One would understand that the members of a Regulatory Authority, just as many people, would worry about what has been happening lately in Turkey. One can also share the view that these events might cause them to fear for the sake of public liberties and democracy in the country. 

Should a Regulatory Authority express its "worry" though?

Shouldn't it be the Government's role instead, within the framework of its 'diplomatic relations' with the state and with the use of an appropriate vocabulary, to express any 'worry'?

First of all, this is a salient example of the ambiguity of the Audiovisual Regulator. Indeed, while it itself insists on the fact that it acts as an economic regulator of a sector whose development and innovation falls under its watch and monitoring (which namely justifies the fact that he reviews candidacies to the presidency of public televisions channels), the Conseil Supérieur de l'Audiovisuel had initially been created to preserve public liberties.

As such, people who still embrace the distinction that was previously assumed between public liberties regulation and economic regulation still consider the CSA - along with the CNIL - as the prototype of the former type of regulatory body. 

Here the CSA expresses its "deep concern" and sends a request not to "jeopardize liberties", which is the polite version of an injunction, to a foreign regulatory authority upon which it has no authority whatsoever. 

One can understand that the Regulator develops soft law about operators on which he has actual authority. But what about here? Shouldn't the adage Nemo plus juris apply? 

How is the Regulator competent to issue 'releases' in which he formulates desiderata towards a foreign body whose behavior is unappealing to him? Shouldn't the Quai d'Orsay (French Ministry for Foreign Affairs) be in charge? 

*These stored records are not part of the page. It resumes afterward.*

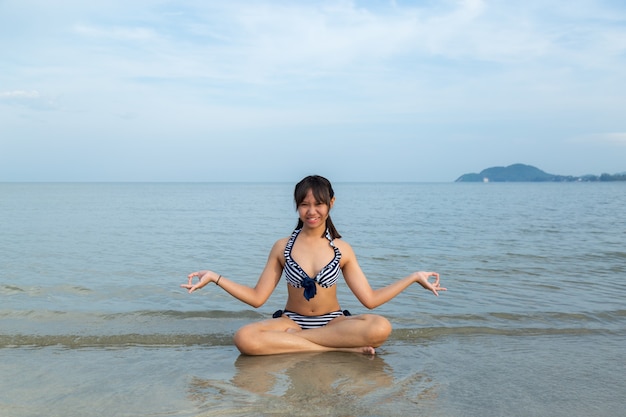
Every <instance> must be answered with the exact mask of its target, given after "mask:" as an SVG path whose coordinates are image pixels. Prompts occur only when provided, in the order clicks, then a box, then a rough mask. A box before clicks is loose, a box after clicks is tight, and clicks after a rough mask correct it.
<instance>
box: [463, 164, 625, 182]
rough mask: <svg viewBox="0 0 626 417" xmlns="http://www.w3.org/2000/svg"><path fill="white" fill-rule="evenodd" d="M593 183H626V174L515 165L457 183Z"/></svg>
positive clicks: (499, 168) (481, 174)
mask: <svg viewBox="0 0 626 417" xmlns="http://www.w3.org/2000/svg"><path fill="white" fill-rule="evenodd" d="M593 181H626V172H623V173H621V174H614V175H610V174H601V175H599V176H598V175H583V176H582V177H574V176H571V175H554V174H548V173H547V172H544V171H542V170H540V169H539V168H535V167H534V166H531V165H524V164H513V165H509V166H508V167H491V168H487V169H484V170H482V171H480V173H478V174H475V173H471V174H464V175H461V176H460V177H459V178H457V179H456V181H455V182H593Z"/></svg>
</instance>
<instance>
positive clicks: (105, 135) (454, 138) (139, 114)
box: [0, 0, 626, 182]
mask: <svg viewBox="0 0 626 417" xmlns="http://www.w3.org/2000/svg"><path fill="white" fill-rule="evenodd" d="M514 163H524V164H529V165H533V166H536V167H537V168H540V169H542V170H544V171H546V172H548V173H551V174H560V175H585V174H596V175H599V174H601V173H610V174H615V173H619V172H624V171H626V2H624V1H623V0H595V1H591V0H571V1H561V0H527V1H510V0H494V1H491V0H457V1H452V0H441V1H434V0H423V1H402V0H396V1H382V0H381V1H375V0H369V1H342V0H337V1H312V0H307V1H304V0H303V1H295V0H292V1H286V0H285V1H283V0H274V1H271V0H232V1H223V0H220V1H213V0H188V1H183V0H180V1H179V0H170V1H160V0H124V1H120V0H93V1H83V0H56V1H48V0H0V181H234V182H241V181H246V182H247V181H272V182H274V181H288V182H293V181H297V180H299V179H300V178H301V177H303V176H305V175H309V174H320V175H324V176H326V177H328V178H329V179H330V180H331V181H333V182H335V181H346V182H352V181H357V182H370V181H385V182H386V181H402V182H405V181H406V182H452V181H454V180H455V179H456V178H458V177H459V176H461V175H463V174H465V173H470V172H479V171H481V170H483V169H485V168H488V167H492V166H507V165H510V164H514Z"/></svg>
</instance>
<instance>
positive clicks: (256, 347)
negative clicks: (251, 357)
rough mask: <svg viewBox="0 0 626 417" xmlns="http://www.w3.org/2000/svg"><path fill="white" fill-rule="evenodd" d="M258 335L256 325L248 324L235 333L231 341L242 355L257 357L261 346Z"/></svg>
mask: <svg viewBox="0 0 626 417" xmlns="http://www.w3.org/2000/svg"><path fill="white" fill-rule="evenodd" d="M258 335H259V334H258V329H257V326H256V324H248V325H246V326H243V327H242V328H240V329H239V330H237V332H235V336H234V337H233V341H234V342H235V346H236V347H237V349H239V352H241V353H243V354H244V355H259V354H260V353H259V352H260V351H261V348H262V347H263V346H262V344H261V343H260V338H259V337H258Z"/></svg>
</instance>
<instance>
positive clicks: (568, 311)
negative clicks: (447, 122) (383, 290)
mask: <svg viewBox="0 0 626 417" xmlns="http://www.w3.org/2000/svg"><path fill="white" fill-rule="evenodd" d="M335 189H336V192H337V197H338V200H337V203H336V206H335V209H334V210H333V213H332V215H333V219H334V222H335V224H336V225H337V227H338V229H339V231H340V232H341V233H342V235H344V238H345V239H346V240H348V241H349V242H350V243H351V244H352V246H353V247H354V248H355V251H356V253H357V256H358V258H359V261H360V263H361V266H362V268H363V270H364V271H365V272H366V274H367V275H368V278H369V279H370V281H371V283H372V286H374V287H377V286H382V285H386V284H387V283H390V282H392V281H393V280H394V279H397V278H399V277H401V276H404V275H406V274H408V273H409V272H411V271H412V270H416V269H426V270H429V269H432V270H436V271H438V272H440V273H441V277H442V284H443V285H444V286H446V287H447V288H448V291H447V292H445V293H442V294H441V295H440V296H439V297H434V296H433V295H432V294H430V293H428V292H426V291H424V290H423V289H422V288H421V287H417V286H414V287H411V288H410V289H409V290H407V291H405V292H404V293H403V294H401V295H400V296H398V297H397V298H396V299H394V300H392V301H391V302H390V303H388V304H386V305H384V306H381V307H380V308H378V309H376V310H375V312H376V313H378V314H382V315H384V316H385V317H387V318H388V319H389V320H390V321H391V323H392V325H393V326H394V330H393V333H392V335H391V337H390V339H389V340H388V342H387V343H385V344H384V345H383V346H382V347H381V348H379V349H378V351H377V355H376V356H375V357H368V356H363V355H357V354H346V353H323V354H294V355H278V356H268V357H247V356H241V355H240V354H239V352H238V351H237V350H236V348H235V347H234V345H233V344H232V335H233V334H234V332H235V331H236V330H237V329H238V328H239V327H240V326H242V325H244V324H246V323H249V322H251V321H255V320H262V319H266V318H269V317H271V313H272V312H273V311H274V310H276V309H279V308H283V307H284V301H285V293H286V289H285V287H284V285H283V284H284V283H281V284H280V285H279V286H278V287H277V289H276V291H275V293H274V294H273V295H272V297H271V298H270V300H269V301H268V302H267V303H266V304H265V305H264V306H262V307H261V308H259V309H253V308H251V307H249V306H246V305H242V304H241V303H239V302H237V301H236V300H233V299H232V298H231V297H229V296H228V295H227V294H225V293H224V292H223V291H221V290H220V289H219V288H216V287H214V286H211V287H206V288H204V289H202V290H201V291H200V292H197V293H194V294H191V295H190V294H187V293H186V291H184V290H182V289H181V288H180V287H179V285H180V284H181V283H183V282H185V279H186V278H185V277H186V274H187V273H189V272H191V271H193V270H197V269H200V268H203V267H204V268H211V269H214V270H217V271H219V272H220V273H222V274H224V275H225V276H228V277H231V278H232V279H236V280H238V281H239V282H243V283H248V284H250V285H254V282H255V281H256V278H257V277H258V274H259V273H260V271H261V269H262V267H263V265H264V262H265V259H266V257H267V253H268V251H269V248H270V247H271V245H272V243H273V242H274V241H275V240H276V239H278V238H280V237H284V236H287V235H288V234H289V233H290V231H291V230H292V228H293V227H294V226H295V221H296V215H295V211H294V207H293V202H292V201H291V192H292V185H291V184H281V183H276V184H274V183H272V184H207V183H204V184H201V183H198V184H188V183H181V184H176V183H169V184H146V183H137V184H119V183H117V184H116V183H110V184H104V183H103V184H97V183H96V184H89V183H82V184H80V183H77V184H69V183H49V184H46V183H42V184H34V183H33V184H24V183H22V184H19V183H4V184H0V191H1V193H0V195H1V198H0V215H1V216H2V219H3V221H2V223H1V227H2V229H1V230H0V232H1V238H0V262H1V267H2V268H1V271H2V272H0V300H1V307H0V355H1V357H2V361H1V362H0V374H1V375H2V380H1V381H2V382H1V383H0V384H1V385H0V415H2V416H3V417H26V416H42V415H45V416H101V415H108V416H293V415H302V416H309V415H310V416H397V415H407V414H408V415H417V416H421V415H424V416H426V415H428V416H503V415H506V416H545V415H550V416H568V417H574V416H589V415H593V416H617V415H621V414H622V413H623V410H624V409H625V408H626V400H624V398H623V392H625V391H626V377H625V376H624V373H623V369H622V368H623V362H624V357H625V356H626V355H625V353H626V349H625V348H624V346H626V308H625V305H624V299H625V298H624V296H625V295H626V284H624V282H623V277H624V276H625V272H626V251H625V249H624V248H626V219H625V218H624V216H623V215H621V210H622V208H623V207H624V205H625V204H626V193H625V192H624V191H626V189H624V184H619V183H613V184H577V183H573V184H420V183H408V184H404V183H400V184H376V183H374V184H337V185H335ZM251 201H253V202H255V204H251V203H250V202H251ZM225 202H227V204H225ZM251 206H253V208H252V209H251ZM259 219H260V220H259ZM339 285H340V288H339V296H340V300H341V302H342V308H347V309H349V310H351V311H352V312H353V314H359V313H364V312H367V310H366V309H365V308H364V307H362V306H360V305H359V304H358V301H356V299H355V298H354V296H353V295H352V294H351V293H350V292H349V290H348V289H347V288H346V286H345V284H344V283H343V282H340V284H339Z"/></svg>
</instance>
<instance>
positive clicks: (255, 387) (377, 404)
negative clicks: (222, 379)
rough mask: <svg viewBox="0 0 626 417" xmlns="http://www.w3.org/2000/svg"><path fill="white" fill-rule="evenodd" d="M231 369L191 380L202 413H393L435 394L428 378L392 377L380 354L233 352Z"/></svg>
mask: <svg viewBox="0 0 626 417" xmlns="http://www.w3.org/2000/svg"><path fill="white" fill-rule="evenodd" d="M235 369H236V372H235V374H234V375H233V377H232V378H231V379H230V381H224V380H214V379H203V378H199V377H196V378H194V379H193V380H192V381H191V384H190V387H189V390H190V394H191V395H190V396H191V398H192V399H193V400H194V401H195V402H197V403H198V404H199V405H200V407H201V409H203V410H205V411H206V412H207V414H206V415H214V414H215V413H217V414H219V415H250V414H254V415H272V416H276V415H285V416H287V415H289V416H292V415H317V416H319V415H341V416H369V415H379V416H382V415H398V414H401V413H405V412H410V411H411V410H413V411H415V406H416V404H417V403H418V402H422V400H432V399H433V397H436V395H435V393H434V390H433V387H432V384H431V381H430V379H429V378H427V377H425V376H424V375H422V374H412V375H409V376H407V377H404V378H397V377H394V372H393V369H392V368H391V366H389V365H388V364H387V363H386V362H385V360H383V359H382V358H381V357H380V356H374V357H369V356H364V355H356V354H351V353H339V352H326V353H311V354H288V355H272V356H239V357H238V358H237V360H236V361H235ZM235 404H236V406H235ZM235 407H236V409H235Z"/></svg>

The Regulator took a political stance here, while it is known that a Regulatory Authority can only be legitimate when it stands as a technical authority; emphasizing on the political features of its job actually jeopardizes this legitimacy, all the more when international politics are involved (which is the case here).

However, the Regulator does preempt criticism in its press release: 

It starts indeed by stating that it only expresses this sort of 'feeling' because of the old ties that exists between the French and the Turkish Regulators: it essentially considers that friends can be true to one another, express a few criticism and expect changes. Friendship in the digital media and in politics would allow for many things. 

Besides, the CSA recalls the solidarity that prevails between the two regulators. Because they are "long-time partner within the European Platform of Regulatory Authorities (EPRA) and the Mediterranean Regulation Authorities Network (RIRM)", the French Regulator is enabled to express the Turkish Regulators its view on how it is jeopardizing democracy and how it should consequently stop.

Maybe the many ties that exists between the Regulators now enable them to give more or less stringent advice to one another, whereas diplomatic embassies now play an increasing economic role: how blur do the lines get!